Ppo+lstm working code

Hi,

I am looking for ppo + lstm implementation.
Can someone please help to let me know of available working code in pytorch for ppo + lstm.

Thanks

Hi,
I am not sure if it’s too late to answer this but I came across this implementation for ppo with lstm : https://github.com/seungeunrho/minimalRL/blob/master/ppo-lstm.py
and the code is quite simple and easy to follow.
Hope it helps.

Hi @granth_jain
did you find a suitable implementation.

Unfortunately, the one proposed before is not really a good choice. It uses truncated bptt of sequence length 1. The CartPole environment is not a good environment to test if the recurrent policy is working even if you mask out the velocities of the agent’s observation space.
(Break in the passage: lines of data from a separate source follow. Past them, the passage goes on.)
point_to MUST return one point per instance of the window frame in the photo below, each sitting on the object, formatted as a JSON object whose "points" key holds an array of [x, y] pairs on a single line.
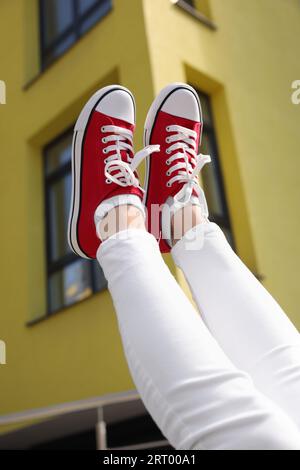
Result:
{"points": [[191, 10], [53, 267], [74, 28], [209, 130]]}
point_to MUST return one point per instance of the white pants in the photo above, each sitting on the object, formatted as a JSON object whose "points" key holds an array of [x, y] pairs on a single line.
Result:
{"points": [[232, 382]]}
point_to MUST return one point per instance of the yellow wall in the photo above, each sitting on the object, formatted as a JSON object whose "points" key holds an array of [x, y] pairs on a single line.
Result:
{"points": [[76, 353], [247, 65]]}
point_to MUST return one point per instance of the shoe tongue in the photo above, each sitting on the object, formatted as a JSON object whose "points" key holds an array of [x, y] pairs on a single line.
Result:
{"points": [[126, 125]]}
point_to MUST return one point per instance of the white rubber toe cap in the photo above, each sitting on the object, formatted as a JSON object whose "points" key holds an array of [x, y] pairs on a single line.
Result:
{"points": [[183, 103], [118, 104]]}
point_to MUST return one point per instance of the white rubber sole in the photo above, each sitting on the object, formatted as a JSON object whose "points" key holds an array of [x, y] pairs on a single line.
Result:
{"points": [[151, 117], [78, 137]]}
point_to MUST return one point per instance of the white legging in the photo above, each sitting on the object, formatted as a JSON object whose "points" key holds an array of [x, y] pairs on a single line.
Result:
{"points": [[232, 382]]}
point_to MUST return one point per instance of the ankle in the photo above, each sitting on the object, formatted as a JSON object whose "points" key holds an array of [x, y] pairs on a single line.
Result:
{"points": [[121, 218], [184, 220]]}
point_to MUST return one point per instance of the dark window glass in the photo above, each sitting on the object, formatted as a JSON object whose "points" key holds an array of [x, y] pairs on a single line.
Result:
{"points": [[70, 279], [62, 22], [212, 174]]}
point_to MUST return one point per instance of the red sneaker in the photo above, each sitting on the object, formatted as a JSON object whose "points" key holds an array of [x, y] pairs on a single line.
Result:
{"points": [[174, 121], [103, 165]]}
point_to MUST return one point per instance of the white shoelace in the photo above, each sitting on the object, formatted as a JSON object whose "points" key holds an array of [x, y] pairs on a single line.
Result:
{"points": [[185, 142], [117, 170]]}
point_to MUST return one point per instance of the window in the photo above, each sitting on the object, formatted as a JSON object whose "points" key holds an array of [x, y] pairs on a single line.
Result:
{"points": [[69, 278], [199, 9], [212, 174], [62, 22]]}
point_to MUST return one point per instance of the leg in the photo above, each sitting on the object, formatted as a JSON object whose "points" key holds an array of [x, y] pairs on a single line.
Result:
{"points": [[196, 396], [243, 317]]}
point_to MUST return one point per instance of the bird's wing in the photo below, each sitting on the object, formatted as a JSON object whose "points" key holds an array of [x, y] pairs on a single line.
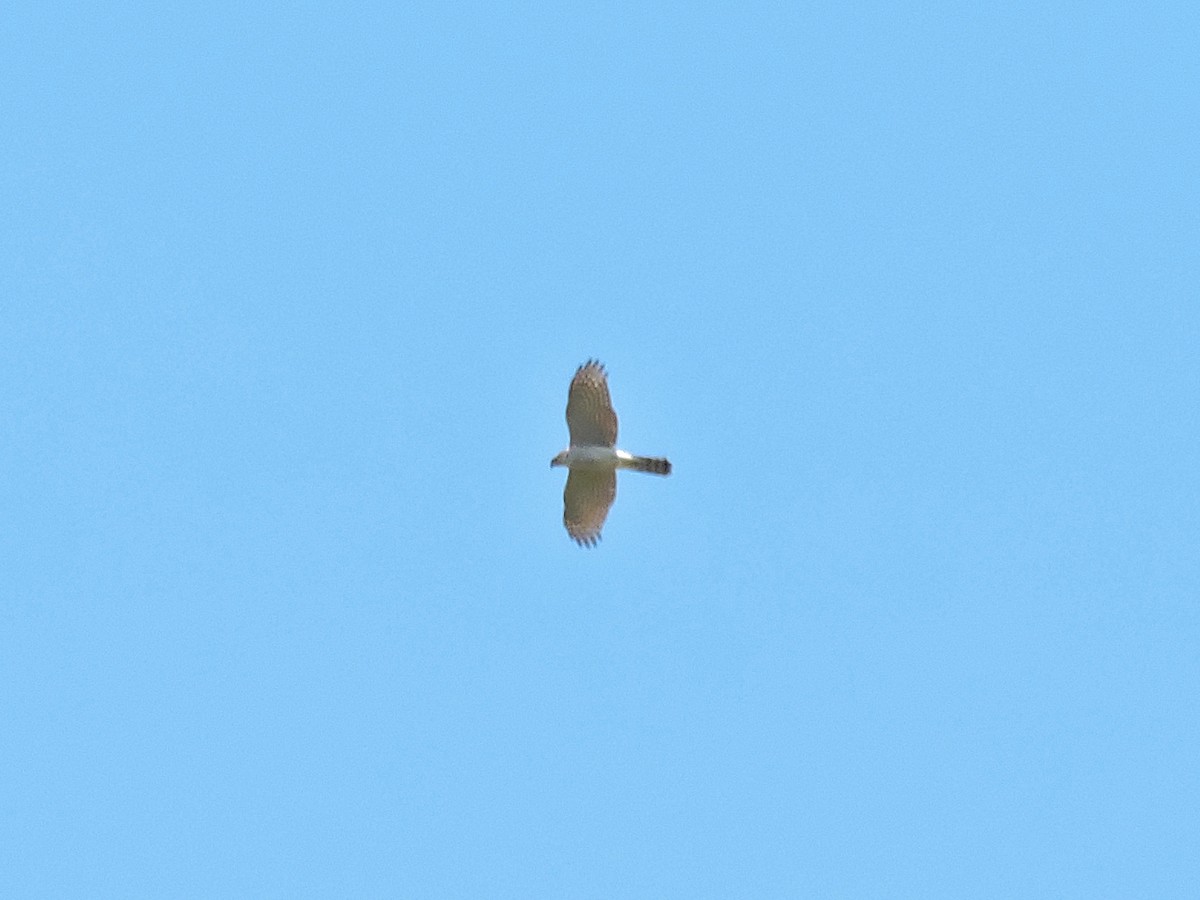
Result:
{"points": [[589, 413], [586, 502]]}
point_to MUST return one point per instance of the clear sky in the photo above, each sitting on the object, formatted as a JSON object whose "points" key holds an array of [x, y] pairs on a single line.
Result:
{"points": [[289, 300]]}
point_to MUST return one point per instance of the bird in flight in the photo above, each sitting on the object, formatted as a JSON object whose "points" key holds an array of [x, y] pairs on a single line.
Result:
{"points": [[593, 457]]}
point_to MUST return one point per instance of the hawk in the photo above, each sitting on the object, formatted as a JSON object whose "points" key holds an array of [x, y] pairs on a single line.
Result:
{"points": [[593, 457]]}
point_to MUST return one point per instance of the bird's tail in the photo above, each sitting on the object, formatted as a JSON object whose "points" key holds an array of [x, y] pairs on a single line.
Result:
{"points": [[654, 465]]}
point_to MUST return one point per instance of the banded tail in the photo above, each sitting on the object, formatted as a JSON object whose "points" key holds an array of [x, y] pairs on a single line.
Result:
{"points": [[654, 465]]}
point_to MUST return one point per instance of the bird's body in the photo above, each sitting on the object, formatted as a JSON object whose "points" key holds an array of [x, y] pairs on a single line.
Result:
{"points": [[593, 457]]}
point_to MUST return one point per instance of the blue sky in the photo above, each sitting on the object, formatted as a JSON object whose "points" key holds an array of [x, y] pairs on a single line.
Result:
{"points": [[291, 297]]}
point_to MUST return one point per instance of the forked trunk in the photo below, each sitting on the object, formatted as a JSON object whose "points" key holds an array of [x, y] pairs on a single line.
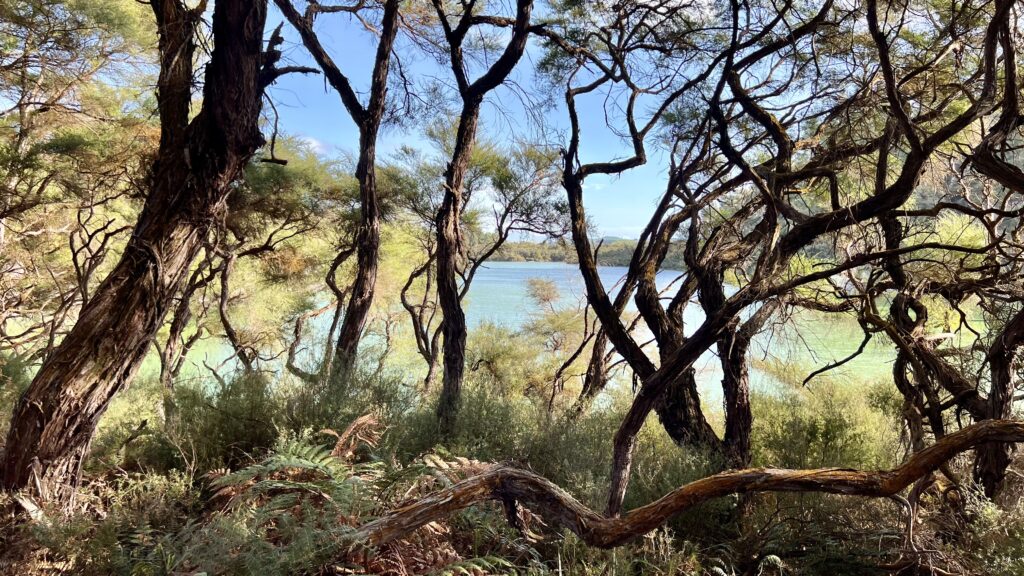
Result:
{"points": [[54, 420]]}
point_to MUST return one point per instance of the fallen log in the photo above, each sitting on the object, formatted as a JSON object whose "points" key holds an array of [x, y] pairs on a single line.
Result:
{"points": [[514, 486]]}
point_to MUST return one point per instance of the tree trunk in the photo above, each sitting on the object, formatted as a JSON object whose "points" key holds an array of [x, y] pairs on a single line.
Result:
{"points": [[54, 420], [368, 254], [368, 119], [559, 509], [597, 374], [993, 459], [451, 252], [680, 413]]}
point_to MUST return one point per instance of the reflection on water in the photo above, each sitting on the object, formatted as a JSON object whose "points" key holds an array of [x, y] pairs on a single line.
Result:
{"points": [[794, 347]]}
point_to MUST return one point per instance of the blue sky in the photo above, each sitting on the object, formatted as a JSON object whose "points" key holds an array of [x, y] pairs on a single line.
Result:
{"points": [[309, 109]]}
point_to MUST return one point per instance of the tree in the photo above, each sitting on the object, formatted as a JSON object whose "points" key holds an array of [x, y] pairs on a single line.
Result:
{"points": [[369, 119], [738, 165], [200, 158], [516, 184], [451, 243]]}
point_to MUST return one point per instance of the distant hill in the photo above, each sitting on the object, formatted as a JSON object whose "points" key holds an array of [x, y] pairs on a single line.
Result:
{"points": [[614, 252]]}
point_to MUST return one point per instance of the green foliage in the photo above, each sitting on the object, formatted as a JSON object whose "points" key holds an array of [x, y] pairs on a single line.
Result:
{"points": [[823, 424]]}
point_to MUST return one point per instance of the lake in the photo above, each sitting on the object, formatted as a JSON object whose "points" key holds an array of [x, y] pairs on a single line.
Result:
{"points": [[500, 295], [809, 340]]}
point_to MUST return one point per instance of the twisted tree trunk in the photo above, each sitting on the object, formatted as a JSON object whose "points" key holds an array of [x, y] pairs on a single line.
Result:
{"points": [[198, 162], [513, 487]]}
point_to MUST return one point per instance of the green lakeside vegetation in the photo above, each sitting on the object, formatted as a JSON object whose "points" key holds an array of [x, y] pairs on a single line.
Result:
{"points": [[224, 425]]}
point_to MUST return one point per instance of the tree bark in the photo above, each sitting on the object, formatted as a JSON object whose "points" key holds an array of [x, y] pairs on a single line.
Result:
{"points": [[54, 420], [451, 252], [451, 247], [512, 487], [368, 119]]}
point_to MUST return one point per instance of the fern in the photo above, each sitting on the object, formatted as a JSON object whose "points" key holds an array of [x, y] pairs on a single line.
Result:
{"points": [[475, 566]]}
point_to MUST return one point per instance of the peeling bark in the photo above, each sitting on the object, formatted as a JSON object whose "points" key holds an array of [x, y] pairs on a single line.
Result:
{"points": [[505, 484]]}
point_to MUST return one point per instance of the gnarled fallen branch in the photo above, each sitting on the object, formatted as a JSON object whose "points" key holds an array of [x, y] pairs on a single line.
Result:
{"points": [[506, 484]]}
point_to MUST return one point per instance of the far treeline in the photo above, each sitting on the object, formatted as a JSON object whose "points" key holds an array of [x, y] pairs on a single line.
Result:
{"points": [[612, 252], [228, 348]]}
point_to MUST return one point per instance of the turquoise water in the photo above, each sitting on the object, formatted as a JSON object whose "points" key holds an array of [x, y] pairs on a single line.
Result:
{"points": [[801, 342], [500, 295]]}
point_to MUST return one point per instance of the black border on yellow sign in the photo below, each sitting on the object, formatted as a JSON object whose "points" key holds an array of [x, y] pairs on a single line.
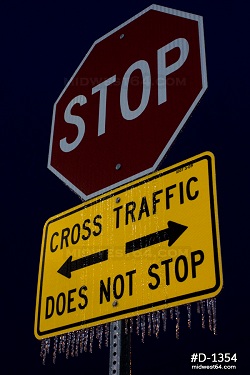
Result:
{"points": [[120, 314]]}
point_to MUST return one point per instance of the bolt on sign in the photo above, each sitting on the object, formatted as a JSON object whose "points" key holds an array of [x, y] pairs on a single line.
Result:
{"points": [[148, 245], [131, 94]]}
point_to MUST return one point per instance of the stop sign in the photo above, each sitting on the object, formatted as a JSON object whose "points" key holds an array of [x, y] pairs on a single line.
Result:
{"points": [[127, 101]]}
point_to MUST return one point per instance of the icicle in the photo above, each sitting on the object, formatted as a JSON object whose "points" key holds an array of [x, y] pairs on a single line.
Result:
{"points": [[202, 304], [91, 338], [131, 321], [143, 327], [85, 339], [45, 345], [126, 326], [81, 340], [164, 319], [78, 333], [138, 322], [55, 347], [99, 333], [198, 307], [177, 325], [214, 315], [209, 311], [61, 344], [171, 312], [149, 324], [68, 342], [153, 318], [106, 334], [73, 340], [189, 311]]}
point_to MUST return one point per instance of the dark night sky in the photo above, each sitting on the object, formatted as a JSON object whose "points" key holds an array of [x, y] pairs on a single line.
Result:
{"points": [[42, 43]]}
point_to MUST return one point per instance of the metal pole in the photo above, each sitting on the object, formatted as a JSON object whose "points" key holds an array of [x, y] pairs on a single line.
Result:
{"points": [[119, 350]]}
Not exactly the wanted solution but a working (not another cartPole project) LSTM implementation. When you increase the sequence_length we feed the model and provide a more complex rewarding in the step function you can test how the model learns to remember sequences and relations in the past: GitHub - svenkroll/simple_RL-LSTM: A simple demonstration of how to train an LSTM model with Reinforcement Learning using PyTorch

Clean baseline repositories

PPO + LSTM (or GRU)

https://github.com/MarcoMeter/recurrent-ppo-truncated-bptt

PPO + Transformer-XL

https://github.com/MarcoMeter/episodic-transformer-memory-ppo

This is entirely supported in torchrl.
Here’s an example with DQN

I know some folks have open source code with PPO and LSTM/GRU
You will find real-life examples in this repo for instance: GitHub - Acellera/acegen-open: Language models for drug discovery using torchrl

Happy to provide more context if needed!